As Mono County is still in the purple tier on the California Blueprint, schools which have not opened, may not open. Dr. Boo from Mono County Public Health has confirmed that MUSD may not open our schools for in-person learning until we reach the appropriate thresholds. However, I want to emphasize that this does not mean that MUSD folks are not working. In fact, the exact opposite is true. Our staff is hard at work in district and school offices or remotely every day. Administrators are supporting classroom learning and helping to watch out for students who need extra help. Our amazing teachers and students are hard at work, either in distance learning or small in-person and virtual intervention groups. Parents are working hard to keep kids engaged in their online classes. Every member of our school community is doing their part to keep MUSD running as effectively as we can under very challenging circumstances.

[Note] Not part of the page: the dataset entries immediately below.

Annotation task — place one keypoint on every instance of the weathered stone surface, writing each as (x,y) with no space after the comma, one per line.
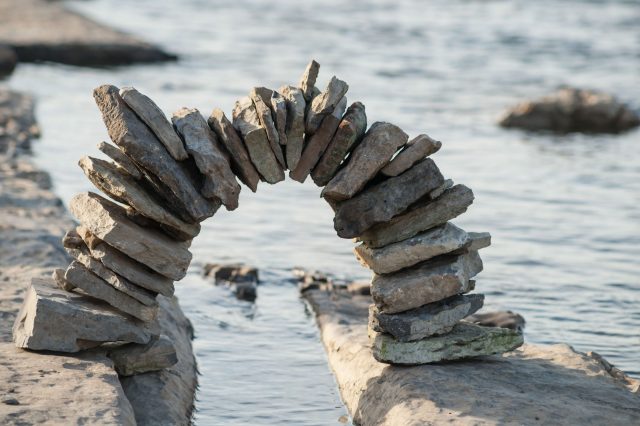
(261,97)
(240,162)
(385,200)
(135,358)
(376,149)
(464,341)
(421,247)
(318,143)
(140,144)
(210,158)
(573,110)
(121,187)
(120,159)
(426,215)
(130,269)
(108,222)
(427,282)
(428,320)
(83,256)
(279,109)
(308,79)
(81,277)
(295,124)
(153,117)
(56,320)
(349,133)
(245,120)
(555,383)
(324,104)
(415,150)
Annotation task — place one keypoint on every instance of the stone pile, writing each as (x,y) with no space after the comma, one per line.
(165,177)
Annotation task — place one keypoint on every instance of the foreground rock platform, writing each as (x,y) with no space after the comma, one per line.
(531,385)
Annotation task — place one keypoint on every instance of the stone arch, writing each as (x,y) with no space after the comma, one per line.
(165,178)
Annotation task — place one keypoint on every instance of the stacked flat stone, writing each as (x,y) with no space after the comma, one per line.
(165,177)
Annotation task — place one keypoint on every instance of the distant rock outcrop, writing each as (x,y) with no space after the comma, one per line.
(573,110)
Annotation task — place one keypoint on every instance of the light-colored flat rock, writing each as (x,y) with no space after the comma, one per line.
(531,385)
(240,162)
(137,141)
(350,131)
(376,149)
(383,201)
(421,247)
(246,122)
(428,320)
(123,188)
(421,217)
(296,106)
(318,143)
(415,150)
(153,117)
(108,222)
(210,158)
(427,282)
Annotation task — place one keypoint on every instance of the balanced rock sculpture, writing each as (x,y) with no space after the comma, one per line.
(166,177)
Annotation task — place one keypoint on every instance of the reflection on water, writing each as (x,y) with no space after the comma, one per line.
(564,212)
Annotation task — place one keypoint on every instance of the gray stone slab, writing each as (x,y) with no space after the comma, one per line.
(425,215)
(123,188)
(350,131)
(296,107)
(108,222)
(317,143)
(56,320)
(153,117)
(428,320)
(210,157)
(137,141)
(383,201)
(464,341)
(376,149)
(419,248)
(245,121)
(415,150)
(426,282)
(324,104)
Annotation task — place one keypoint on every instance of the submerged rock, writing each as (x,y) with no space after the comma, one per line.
(573,110)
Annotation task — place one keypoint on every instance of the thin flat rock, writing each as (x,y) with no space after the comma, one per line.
(153,117)
(425,215)
(120,159)
(372,154)
(245,121)
(324,104)
(424,283)
(385,200)
(108,222)
(137,141)
(428,320)
(318,143)
(81,277)
(350,131)
(123,188)
(210,158)
(464,341)
(296,106)
(56,320)
(415,150)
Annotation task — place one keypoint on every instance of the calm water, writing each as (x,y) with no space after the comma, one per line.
(564,212)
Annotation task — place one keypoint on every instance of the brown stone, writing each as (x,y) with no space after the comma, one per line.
(349,133)
(415,150)
(372,154)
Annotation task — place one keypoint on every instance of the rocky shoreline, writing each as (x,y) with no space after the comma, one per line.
(57,387)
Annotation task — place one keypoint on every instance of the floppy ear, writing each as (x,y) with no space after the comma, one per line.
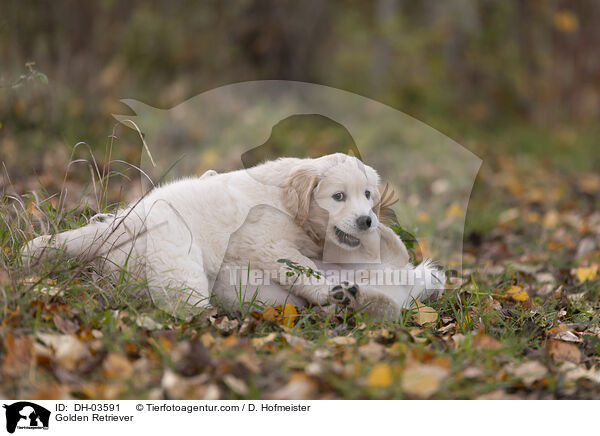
(297,191)
(386,198)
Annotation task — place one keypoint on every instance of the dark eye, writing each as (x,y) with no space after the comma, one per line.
(338,196)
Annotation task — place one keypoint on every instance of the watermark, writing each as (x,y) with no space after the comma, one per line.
(25,415)
(244,277)
(342,168)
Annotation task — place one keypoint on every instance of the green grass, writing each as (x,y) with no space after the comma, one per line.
(491,331)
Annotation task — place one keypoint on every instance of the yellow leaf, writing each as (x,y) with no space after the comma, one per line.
(423,217)
(566,21)
(454,210)
(423,380)
(585,274)
(290,314)
(551,219)
(270,313)
(380,376)
(561,351)
(517,293)
(424,315)
(117,366)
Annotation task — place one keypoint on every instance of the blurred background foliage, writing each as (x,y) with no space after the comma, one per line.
(517,82)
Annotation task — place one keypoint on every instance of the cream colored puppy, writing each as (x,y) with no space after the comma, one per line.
(183,236)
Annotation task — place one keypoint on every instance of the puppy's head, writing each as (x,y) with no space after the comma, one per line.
(334,196)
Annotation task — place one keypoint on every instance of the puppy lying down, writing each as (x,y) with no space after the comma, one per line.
(257,234)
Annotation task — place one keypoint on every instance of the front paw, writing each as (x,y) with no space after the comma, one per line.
(344,294)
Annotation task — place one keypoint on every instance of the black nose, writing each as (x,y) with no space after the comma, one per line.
(363,222)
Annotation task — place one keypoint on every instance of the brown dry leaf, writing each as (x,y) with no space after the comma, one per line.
(235,384)
(290,315)
(19,354)
(342,340)
(424,315)
(517,293)
(226,325)
(380,376)
(561,351)
(295,340)
(68,350)
(117,366)
(64,325)
(484,341)
(574,372)
(529,372)
(270,313)
(423,380)
(191,357)
(584,274)
(282,315)
(299,387)
(566,336)
(261,342)
(372,351)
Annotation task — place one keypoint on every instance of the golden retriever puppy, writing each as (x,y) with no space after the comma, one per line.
(185,238)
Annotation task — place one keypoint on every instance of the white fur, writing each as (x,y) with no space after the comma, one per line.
(183,237)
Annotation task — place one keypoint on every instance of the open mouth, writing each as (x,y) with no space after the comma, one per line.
(345,238)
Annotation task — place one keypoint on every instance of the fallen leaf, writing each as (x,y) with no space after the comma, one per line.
(528,372)
(65,326)
(561,351)
(117,366)
(295,340)
(372,351)
(235,384)
(424,315)
(380,376)
(299,387)
(148,323)
(290,315)
(423,380)
(584,274)
(68,350)
(567,336)
(342,340)
(261,342)
(19,354)
(517,293)
(484,341)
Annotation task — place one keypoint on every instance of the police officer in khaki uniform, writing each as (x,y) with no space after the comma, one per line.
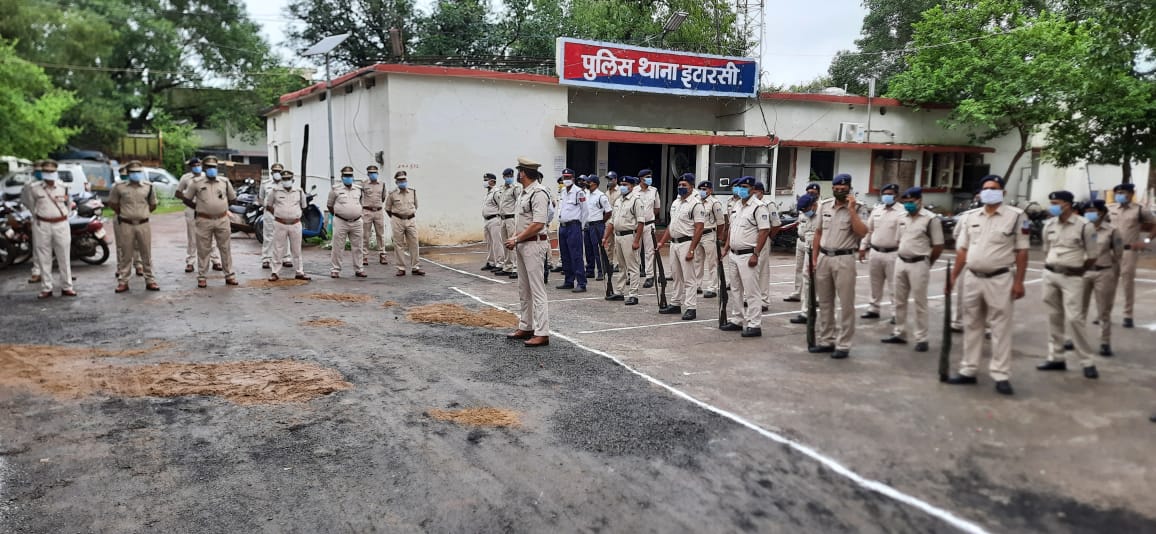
(1071,249)
(688,219)
(749,228)
(920,245)
(992,254)
(839,228)
(1129,220)
(49,202)
(623,239)
(883,240)
(532,245)
(1101,279)
(401,205)
(133,200)
(209,197)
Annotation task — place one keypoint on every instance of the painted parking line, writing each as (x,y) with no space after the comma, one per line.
(835,466)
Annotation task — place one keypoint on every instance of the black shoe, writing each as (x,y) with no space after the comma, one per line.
(1052,366)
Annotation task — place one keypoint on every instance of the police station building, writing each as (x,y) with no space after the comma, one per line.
(617,108)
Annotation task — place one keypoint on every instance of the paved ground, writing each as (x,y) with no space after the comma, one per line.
(599,449)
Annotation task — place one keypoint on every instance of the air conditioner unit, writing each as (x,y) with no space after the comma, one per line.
(852,132)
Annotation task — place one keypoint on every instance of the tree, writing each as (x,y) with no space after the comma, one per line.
(1003,66)
(31,108)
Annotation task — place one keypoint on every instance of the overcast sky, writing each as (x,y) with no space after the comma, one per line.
(801,37)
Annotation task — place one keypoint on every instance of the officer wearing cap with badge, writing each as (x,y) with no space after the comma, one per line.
(920,243)
(992,257)
(1071,247)
(532,244)
(840,227)
(1129,220)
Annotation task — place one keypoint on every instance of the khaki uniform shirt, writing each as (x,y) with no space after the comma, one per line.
(287,205)
(1069,244)
(345,202)
(835,221)
(684,214)
(135,200)
(992,240)
(401,202)
(883,227)
(746,221)
(918,234)
(212,198)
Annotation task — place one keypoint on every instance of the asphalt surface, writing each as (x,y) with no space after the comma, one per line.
(599,447)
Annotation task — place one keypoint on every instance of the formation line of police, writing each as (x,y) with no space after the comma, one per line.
(1089,249)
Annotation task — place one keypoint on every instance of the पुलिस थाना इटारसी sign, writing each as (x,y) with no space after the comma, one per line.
(612,66)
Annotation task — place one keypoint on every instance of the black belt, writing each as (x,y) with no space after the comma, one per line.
(992,274)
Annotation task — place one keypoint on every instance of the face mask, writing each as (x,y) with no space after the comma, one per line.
(991,197)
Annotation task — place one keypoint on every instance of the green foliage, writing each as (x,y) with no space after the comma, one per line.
(30,106)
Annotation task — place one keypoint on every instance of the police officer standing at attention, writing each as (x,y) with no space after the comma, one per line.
(372,217)
(571,216)
(920,244)
(345,205)
(883,239)
(684,232)
(749,227)
(993,239)
(1071,249)
(1129,220)
(532,244)
(133,201)
(209,197)
(839,228)
(624,235)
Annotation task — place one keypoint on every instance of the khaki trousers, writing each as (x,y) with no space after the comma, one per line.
(345,230)
(287,235)
(405,243)
(746,291)
(987,302)
(51,239)
(835,276)
(1066,318)
(881,266)
(134,242)
(209,230)
(911,280)
(687,276)
(372,222)
(533,306)
(1102,283)
(627,280)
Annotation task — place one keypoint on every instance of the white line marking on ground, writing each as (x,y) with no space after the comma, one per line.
(807,451)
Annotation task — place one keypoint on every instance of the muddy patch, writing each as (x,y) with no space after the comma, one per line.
(457,314)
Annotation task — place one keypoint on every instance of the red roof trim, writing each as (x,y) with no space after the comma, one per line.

I am hopeful about our long-term future. The COVID vaccine will add an extra measure of safety for our staff and eventually our students as we reopen schools and bring back at-risk students for small group in-person interventions. (Note that state reopening guidance does not yet specify how the vaccine will affect school reopening plans.) I am also hopeful that the vaccine will positively affect our local COVID transmission rates.
However, we all have to work very hard to get our COVID positivity rate down so that we will be allowed to reopen schools for in-person learning. We are not out of the woods yet. School districts near and far are struggling to reopen or stay open. (For example, Bishop schools are re-closed due to COVID exposure.) All but four counties in California are still in the purple tier, with most experiencing a restrictive stay-at-home order. Already, 44 MUSD staff and students have been COVID positive since we began the MUSD COVID tracking system this fall. The only way to open schools is to reach the state thresholds.
In times like this, it would be understandable to feel fearful, angry or sad. It would be easy to give in to frustration, exhaustion, despair and divisiveness. We can also choose trust, cooperation and optimism. Let’s move forward together with courage, collaboration and hope. We can do this!